Stuffing and dressing are essentially the same things, but you cook and serve them in a different way. Stuffing is stuffed into and cooked INSIDE the turkey, while dressing is baked in a separate dish from the turkey and served as a side dish, or on top of the turkey to 'dress' it.
So even though half the time I forget and call this recipe 'cornbread stuffing,' it's really cornbread dressing since we bake it separate from our Thanksgiving turkey. You can use it as stuffing though or have both and cook some of it inside and some of it separately. Cooking it inside the turkey will hold in moisture, you won't get the crispiness on top like when you cook it separately, but it is delicious either way!
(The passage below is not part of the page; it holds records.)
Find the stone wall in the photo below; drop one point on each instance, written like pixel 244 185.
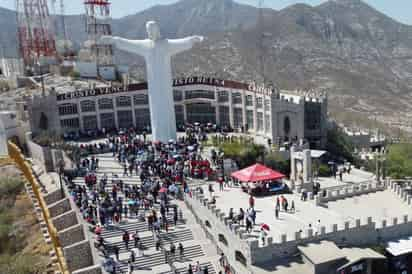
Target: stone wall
pixel 41 155
pixel 398 187
pixel 71 235
pixel 219 227
pixel 59 208
pixel 96 269
pixel 78 255
pixel 53 197
pixel 350 191
pixel 360 232
pixel 65 220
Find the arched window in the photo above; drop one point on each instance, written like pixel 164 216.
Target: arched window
pixel 207 223
pixel 123 101
pixel 286 125
pixel 141 99
pixel 240 257
pixel 223 240
pixel 68 109
pixel 105 103
pixel 88 106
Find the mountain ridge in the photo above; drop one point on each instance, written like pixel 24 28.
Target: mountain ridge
pixel 362 57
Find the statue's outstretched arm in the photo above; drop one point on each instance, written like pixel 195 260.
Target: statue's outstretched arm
pixel 179 45
pixel 139 47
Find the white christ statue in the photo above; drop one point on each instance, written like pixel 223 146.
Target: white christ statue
pixel 157 53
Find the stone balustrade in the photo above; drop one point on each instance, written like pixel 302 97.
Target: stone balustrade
pixel 364 231
pixel 349 191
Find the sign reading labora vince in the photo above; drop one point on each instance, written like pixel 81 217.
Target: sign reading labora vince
pixel 176 83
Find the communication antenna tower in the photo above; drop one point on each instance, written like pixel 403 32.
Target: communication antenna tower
pixel 98 23
pixel 261 40
pixel 35 32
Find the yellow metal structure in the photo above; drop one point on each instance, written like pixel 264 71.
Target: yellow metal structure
pixel 18 158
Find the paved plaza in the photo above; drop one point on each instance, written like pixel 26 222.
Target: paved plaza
pixel 196 247
pixel 381 205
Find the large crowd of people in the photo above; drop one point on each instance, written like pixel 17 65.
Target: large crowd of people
pixel 162 168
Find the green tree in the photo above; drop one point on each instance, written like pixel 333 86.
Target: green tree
pixel 243 153
pixel 44 122
pixel 275 162
pixel 339 146
pixel 399 161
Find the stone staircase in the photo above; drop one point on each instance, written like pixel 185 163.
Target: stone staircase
pixel 196 246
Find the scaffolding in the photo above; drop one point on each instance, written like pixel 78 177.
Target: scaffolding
pixel 35 32
pixel 98 24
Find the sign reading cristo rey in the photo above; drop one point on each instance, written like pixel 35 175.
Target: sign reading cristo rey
pixel 157 53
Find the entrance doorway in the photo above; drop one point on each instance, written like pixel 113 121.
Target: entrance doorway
pixel 201 113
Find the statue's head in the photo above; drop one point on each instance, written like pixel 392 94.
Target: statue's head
pixel 153 30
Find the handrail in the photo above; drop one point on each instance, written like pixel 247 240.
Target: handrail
pixel 18 158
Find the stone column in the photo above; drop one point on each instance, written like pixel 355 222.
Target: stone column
pixel 116 118
pixel 133 111
pixel 217 113
pixel 80 115
pixel 184 112
pixel 307 166
pixel 244 110
pixel 292 163
pixel 231 119
pixel 97 111
pixel 254 113
pixel 4 152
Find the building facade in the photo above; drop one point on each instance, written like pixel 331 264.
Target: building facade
pixel 274 115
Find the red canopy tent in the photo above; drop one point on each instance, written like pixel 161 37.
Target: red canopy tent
pixel 257 173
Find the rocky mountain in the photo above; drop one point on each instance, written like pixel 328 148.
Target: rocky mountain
pixel 360 56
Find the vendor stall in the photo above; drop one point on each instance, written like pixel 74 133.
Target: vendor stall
pixel 260 180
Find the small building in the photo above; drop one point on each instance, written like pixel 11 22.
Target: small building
pixel 273 115
pixel 326 258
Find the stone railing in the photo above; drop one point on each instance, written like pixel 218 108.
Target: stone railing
pixel 220 226
pixel 399 188
pixel 343 192
pixel 361 232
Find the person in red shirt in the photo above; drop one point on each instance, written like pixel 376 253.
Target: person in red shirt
pixel 251 202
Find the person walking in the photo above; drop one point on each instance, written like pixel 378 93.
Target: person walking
pixel 136 239
pixel 263 236
pixel 126 239
pixel 158 243
pixel 251 201
pixel 131 267
pixel 116 252
pixel 248 225
pixel 175 216
pixel 181 251
pixel 132 256
pixel 172 251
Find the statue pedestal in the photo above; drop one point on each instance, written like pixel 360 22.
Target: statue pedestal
pixel 4 151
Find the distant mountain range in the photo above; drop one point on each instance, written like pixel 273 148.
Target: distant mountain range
pixel 362 57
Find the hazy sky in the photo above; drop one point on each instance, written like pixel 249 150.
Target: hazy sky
pixel 401 10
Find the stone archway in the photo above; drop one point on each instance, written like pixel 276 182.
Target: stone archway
pixel 286 126
pixel 240 257
pixel 223 240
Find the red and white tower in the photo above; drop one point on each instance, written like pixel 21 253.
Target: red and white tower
pixel 98 23
pixel 35 32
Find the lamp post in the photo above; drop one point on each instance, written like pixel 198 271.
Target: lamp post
pixel 61 169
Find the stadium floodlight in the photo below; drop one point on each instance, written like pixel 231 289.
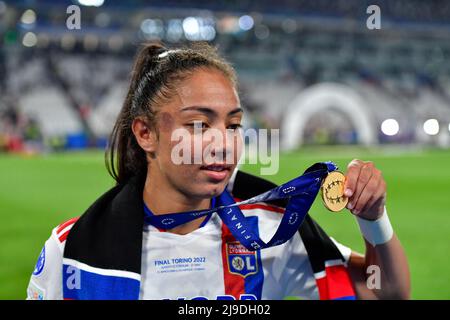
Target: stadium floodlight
pixel 246 22
pixel 91 3
pixel 431 127
pixel 28 17
pixel 29 39
pixel 390 127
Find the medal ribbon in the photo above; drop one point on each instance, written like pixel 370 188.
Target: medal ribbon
pixel 300 193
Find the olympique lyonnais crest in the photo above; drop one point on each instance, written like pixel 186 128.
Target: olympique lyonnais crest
pixel 241 261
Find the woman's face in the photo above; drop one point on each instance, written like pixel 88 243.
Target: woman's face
pixel 199 126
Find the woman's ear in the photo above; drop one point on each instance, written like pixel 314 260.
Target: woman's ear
pixel 145 136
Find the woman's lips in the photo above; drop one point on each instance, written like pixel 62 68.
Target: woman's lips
pixel 216 172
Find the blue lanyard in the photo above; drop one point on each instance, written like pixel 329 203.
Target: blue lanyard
pixel 300 193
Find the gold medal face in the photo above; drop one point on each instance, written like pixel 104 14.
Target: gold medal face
pixel 333 191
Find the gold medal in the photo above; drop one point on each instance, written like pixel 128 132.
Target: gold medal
pixel 333 191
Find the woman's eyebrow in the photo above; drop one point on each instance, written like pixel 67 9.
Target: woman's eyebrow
pixel 209 111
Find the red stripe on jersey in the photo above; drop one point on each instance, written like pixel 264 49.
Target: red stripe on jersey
pixel 234 284
pixel 263 206
pixel 65 224
pixel 335 284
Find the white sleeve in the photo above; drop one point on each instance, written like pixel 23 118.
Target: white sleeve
pixel 46 280
pixel 345 251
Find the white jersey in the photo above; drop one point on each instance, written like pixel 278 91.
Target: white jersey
pixel 204 264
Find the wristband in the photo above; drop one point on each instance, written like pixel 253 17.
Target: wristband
pixel 378 231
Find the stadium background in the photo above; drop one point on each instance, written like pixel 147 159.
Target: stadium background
pixel 336 89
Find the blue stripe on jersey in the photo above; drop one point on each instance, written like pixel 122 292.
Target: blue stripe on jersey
pixel 79 284
pixel 254 282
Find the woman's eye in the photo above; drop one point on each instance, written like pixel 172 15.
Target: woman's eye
pixel 198 125
pixel 235 126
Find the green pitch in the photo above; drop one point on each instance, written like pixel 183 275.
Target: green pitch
pixel 37 193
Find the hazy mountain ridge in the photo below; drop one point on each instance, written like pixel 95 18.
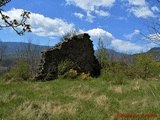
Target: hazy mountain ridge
pixel 112 54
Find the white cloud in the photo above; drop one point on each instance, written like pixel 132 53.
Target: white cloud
pixel 126 47
pixel 155 9
pixel 79 15
pixel 100 33
pixel 137 2
pixel 143 12
pixel 111 41
pixel 140 8
pixel 154 37
pixel 101 13
pixel 131 35
pixel 91 5
pixel 90 17
pixel 43 26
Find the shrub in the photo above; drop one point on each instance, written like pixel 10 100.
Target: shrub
pixel 72 73
pixel 64 67
pixel 85 76
pixel 19 72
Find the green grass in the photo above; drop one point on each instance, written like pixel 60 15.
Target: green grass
pixel 94 99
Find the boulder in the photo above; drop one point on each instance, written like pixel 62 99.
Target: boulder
pixel 78 49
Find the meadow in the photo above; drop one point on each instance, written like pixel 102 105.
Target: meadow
pixel 76 99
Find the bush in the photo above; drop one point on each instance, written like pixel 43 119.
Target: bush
pixel 64 67
pixel 20 72
pixel 85 76
pixel 72 73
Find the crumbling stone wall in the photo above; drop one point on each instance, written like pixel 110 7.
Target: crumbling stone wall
pixel 79 49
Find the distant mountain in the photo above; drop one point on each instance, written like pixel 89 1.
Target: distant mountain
pixel 112 54
pixel 13 46
pixel 155 52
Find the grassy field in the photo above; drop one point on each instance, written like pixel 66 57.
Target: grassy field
pixel 94 99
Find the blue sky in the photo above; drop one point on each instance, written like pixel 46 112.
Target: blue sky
pixel 117 22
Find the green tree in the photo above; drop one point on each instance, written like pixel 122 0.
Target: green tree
pixel 20 27
pixel 102 53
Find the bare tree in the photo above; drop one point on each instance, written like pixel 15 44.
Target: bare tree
pixel 31 53
pixel 20 27
pixel 153 25
pixel 3 47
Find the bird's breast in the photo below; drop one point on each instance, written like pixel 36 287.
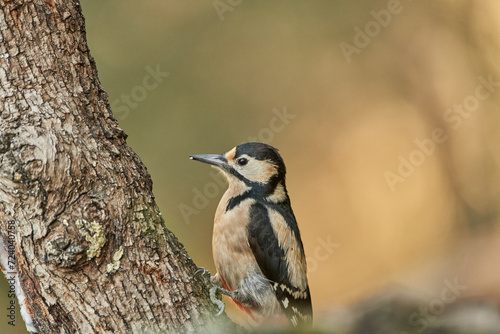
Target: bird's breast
pixel 233 256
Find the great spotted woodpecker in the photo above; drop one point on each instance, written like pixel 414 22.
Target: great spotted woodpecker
pixel 256 242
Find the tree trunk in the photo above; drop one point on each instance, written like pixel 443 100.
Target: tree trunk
pixel 82 236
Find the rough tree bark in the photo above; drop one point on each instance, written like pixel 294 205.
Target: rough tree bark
pixel 76 204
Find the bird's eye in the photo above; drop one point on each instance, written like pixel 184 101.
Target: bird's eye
pixel 242 161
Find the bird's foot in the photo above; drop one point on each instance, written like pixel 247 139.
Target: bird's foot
pixel 215 288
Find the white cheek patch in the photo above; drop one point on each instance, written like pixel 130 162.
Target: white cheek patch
pixel 257 170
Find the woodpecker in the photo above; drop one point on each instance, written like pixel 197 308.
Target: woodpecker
pixel 256 244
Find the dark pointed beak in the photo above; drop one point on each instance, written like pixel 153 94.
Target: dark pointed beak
pixel 213 159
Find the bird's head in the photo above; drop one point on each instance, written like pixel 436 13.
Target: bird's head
pixel 259 166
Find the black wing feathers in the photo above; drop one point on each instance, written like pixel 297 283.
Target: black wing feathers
pixel 272 261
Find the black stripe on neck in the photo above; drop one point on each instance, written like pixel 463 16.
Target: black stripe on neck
pixel 235 201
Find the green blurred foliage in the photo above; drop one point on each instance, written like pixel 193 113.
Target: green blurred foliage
pixel 354 117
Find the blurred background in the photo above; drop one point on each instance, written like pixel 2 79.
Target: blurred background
pixel 385 112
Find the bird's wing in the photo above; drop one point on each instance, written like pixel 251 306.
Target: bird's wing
pixel 281 259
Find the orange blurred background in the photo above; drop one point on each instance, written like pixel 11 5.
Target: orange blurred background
pixel 385 112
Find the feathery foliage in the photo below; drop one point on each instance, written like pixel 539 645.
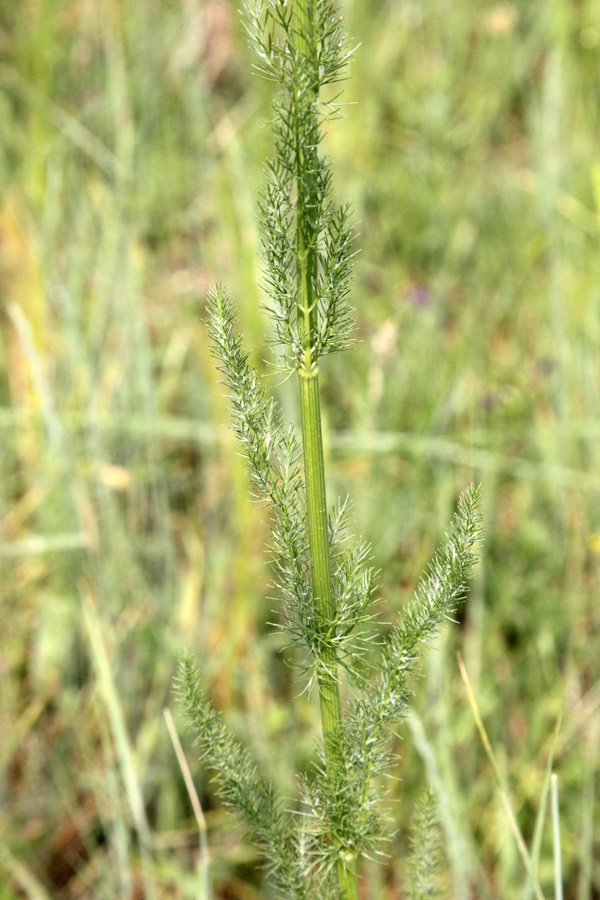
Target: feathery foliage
pixel 424 881
pixel 325 583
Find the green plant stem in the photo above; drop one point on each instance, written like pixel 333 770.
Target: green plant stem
pixel 318 528
pixel 304 13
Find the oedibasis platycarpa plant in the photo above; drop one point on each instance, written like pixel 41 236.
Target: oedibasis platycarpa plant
pixel 325 582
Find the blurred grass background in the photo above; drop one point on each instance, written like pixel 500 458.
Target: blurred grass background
pixel 130 159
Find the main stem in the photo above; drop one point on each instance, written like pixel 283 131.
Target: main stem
pixel 318 530
pixel 314 467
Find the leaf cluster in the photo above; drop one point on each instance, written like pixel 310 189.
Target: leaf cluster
pixel 306 248
pixel 305 237
pixel 340 804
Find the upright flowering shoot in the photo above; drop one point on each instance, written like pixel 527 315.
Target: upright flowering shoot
pixel 325 583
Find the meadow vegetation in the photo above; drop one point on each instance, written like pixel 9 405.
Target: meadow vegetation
pixel 130 161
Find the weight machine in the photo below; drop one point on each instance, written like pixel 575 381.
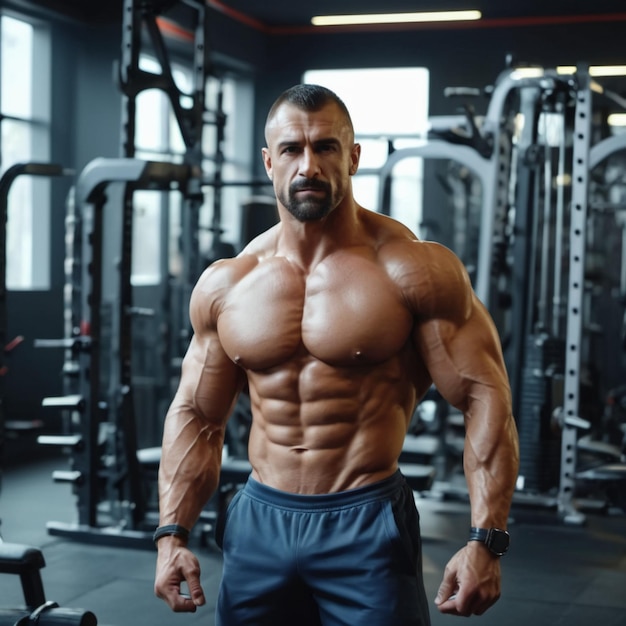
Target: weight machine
pixel 107 470
pixel 532 261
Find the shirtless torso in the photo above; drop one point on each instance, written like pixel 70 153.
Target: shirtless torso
pixel 332 369
pixel 338 320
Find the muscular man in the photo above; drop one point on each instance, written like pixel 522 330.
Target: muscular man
pixel 339 320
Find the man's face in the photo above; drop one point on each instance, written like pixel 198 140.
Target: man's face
pixel 310 157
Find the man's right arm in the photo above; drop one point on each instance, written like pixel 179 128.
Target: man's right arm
pixel 191 453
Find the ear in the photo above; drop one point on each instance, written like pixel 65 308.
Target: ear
pixel 355 156
pixel 267 162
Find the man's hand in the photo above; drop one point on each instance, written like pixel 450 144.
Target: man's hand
pixel 471 582
pixel 175 564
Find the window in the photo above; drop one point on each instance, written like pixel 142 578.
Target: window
pixel 24 104
pixel 395 115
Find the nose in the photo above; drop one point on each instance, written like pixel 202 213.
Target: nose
pixel 309 164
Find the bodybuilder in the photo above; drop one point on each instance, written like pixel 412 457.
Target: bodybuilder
pixel 338 320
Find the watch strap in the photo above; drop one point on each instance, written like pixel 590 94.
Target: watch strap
pixel 478 534
pixel 170 529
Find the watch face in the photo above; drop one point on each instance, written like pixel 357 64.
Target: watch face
pixel 498 541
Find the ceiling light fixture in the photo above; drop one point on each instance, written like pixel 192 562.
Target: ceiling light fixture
pixel 595 70
pixel 395 18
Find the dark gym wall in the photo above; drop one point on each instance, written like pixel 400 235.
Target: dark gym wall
pixel 86 115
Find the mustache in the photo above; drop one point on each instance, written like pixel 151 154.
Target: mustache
pixel 308 183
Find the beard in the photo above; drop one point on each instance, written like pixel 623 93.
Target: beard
pixel 308 209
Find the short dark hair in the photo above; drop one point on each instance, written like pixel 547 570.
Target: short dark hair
pixel 309 98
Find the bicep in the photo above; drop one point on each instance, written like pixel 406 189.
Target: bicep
pixel 464 358
pixel 209 382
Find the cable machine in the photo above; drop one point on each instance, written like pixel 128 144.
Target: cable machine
pixel 108 472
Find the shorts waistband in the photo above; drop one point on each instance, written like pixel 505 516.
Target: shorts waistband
pixel 380 490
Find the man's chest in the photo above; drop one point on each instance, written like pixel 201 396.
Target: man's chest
pixel 342 313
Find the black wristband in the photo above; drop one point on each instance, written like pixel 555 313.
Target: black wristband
pixel 170 529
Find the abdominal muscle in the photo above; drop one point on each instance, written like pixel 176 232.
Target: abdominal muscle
pixel 321 429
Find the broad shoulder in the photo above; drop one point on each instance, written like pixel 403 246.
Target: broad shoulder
pixel 432 279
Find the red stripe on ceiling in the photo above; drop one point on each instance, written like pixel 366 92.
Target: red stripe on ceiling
pixel 170 29
pixel 238 15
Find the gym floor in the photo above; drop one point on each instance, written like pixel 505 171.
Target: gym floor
pixel 555 574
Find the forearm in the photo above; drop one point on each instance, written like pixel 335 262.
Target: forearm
pixel 190 467
pixel 491 464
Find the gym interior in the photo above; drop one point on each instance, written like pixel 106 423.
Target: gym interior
pixel 130 159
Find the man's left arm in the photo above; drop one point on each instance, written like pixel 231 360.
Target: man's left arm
pixel 460 346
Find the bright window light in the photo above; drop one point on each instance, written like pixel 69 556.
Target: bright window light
pixel 617 119
pixel 395 18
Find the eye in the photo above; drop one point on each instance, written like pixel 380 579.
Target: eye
pixel 327 147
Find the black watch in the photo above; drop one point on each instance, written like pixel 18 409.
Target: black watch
pixel 496 540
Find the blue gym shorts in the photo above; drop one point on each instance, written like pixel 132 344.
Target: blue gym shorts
pixel 343 559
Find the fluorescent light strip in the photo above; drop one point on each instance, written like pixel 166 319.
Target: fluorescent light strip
pixel 395 18
pixel 596 70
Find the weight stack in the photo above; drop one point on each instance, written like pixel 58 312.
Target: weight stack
pixel 541 392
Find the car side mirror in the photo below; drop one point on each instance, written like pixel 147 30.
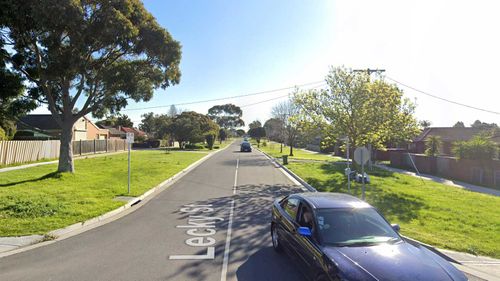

You can prepare and assemble this cornbread dressing up to 2 days in advance of when you want to serve it, keeping it in the fridge uncooked until you are ready to bake it. If you do this, you may need to add an extra 10 minutes or so to the bake time since you will be starting with a cold dish.
However, you can also freeze unbaked cornbread dressing, wrapped tightly in plastic wrap, for up to 3-4 weeks. Just thaw in the fridge overnight before baking the next day. Already baked cornbread dressing can also be frozen, then thawed and reheated as normal.
Leftover dressing will stay good if covered tightly and kept in the fridge for up to 4 days. Just reheat in the oven or microwave before serving.
More Thanksgiving Recipes You'll Want For Your Feast
- Sweet Potato Casserole with Marshmallows
- Cranberry Jello Salad with Cream Cheese Topping
- Lion House Dinner Rolls
- Crockpot Creamed Corn
Did you make this recipe?
Let me know what you thought with a comment and rating below. You can also take a picture and tag me on Instagram @houseofnasheats or share it on the Pinterest pin so I can see.
Southern Cornbread Dressing
- 1 loaf crusty french bread cut into small cubes (about 6-8 cups), and dried
- 1 cornbread (8x8 pan) cut into small cubes and dried
- 8 tablespoons butter divided
- 1 onion, medium chopped
- 4 celery ribs chopped
- 2 cloves garlic minced
- 4 cups chicken broth
- ½ teaspoon dried basil
- ½ teaspoon dried thyme
- ½ teaspoon dried sage
- 1 Tablespoon fresh rosemary chopped
- ½ cup fresh flat Italian parsley leaves chopped
- 2 eggs
- 2 teaspoons salt
- ½ teaspoon freshly ground black pepper
- Slice the french bread and cornbread into bite-size cubes and let them sit out for 1-2 days in a single layer on a baking sheet to dry out.
- Preheat oven to 350 degrees F.
- Melt 4 tablespoons of the butter in a large skillet over medium heat. Add the onion and celery and cook for 4-5 minutes until softened. Add the garlic and cook for an additional 30 seconds.
- Add the chicken broth, basil, thyme, sage, rosemary, and parsley to the vegetables. Bring to a simmer.
- In a separate bowl, melt the remaining butter, then add the eggs, salt, and pepper, and beat until combined.
- Combine the dried bread cubes in a very large bowl and drizzle with the egg mixture.
- Begin to add the warm broth mixture to the dried bread, a little at a time. Toss lightly so that everything gets evenly moistened. You may not need all the broth. Stop adding liquid if the dressing starts getting mushy.
- Transfer the dressing to a large 9x13-inch baking dish, then bake uncovered for 25-30 minutes until hot all the way through and golden brown on top.
- I always use my favorite cornbread recipe. But if you have a cornbread recipe you prefer, go ahead and use that!
- If you don't have time to let the bread dry out in advance, just bake in a 250 degree F oven for 30-45 minutes until dry. Be sure to toss every 10 minutes.
- You can assemble the dressing up to 1 day in advance and keep in the fridge. You may need to increase the bake time by about 10 minutes or so, though, since the dressing will be going into the oven cold.
- The cornbread dressing can be frozen up to 3-4 weeks in advance, then thawed in the fridge overnight before baking.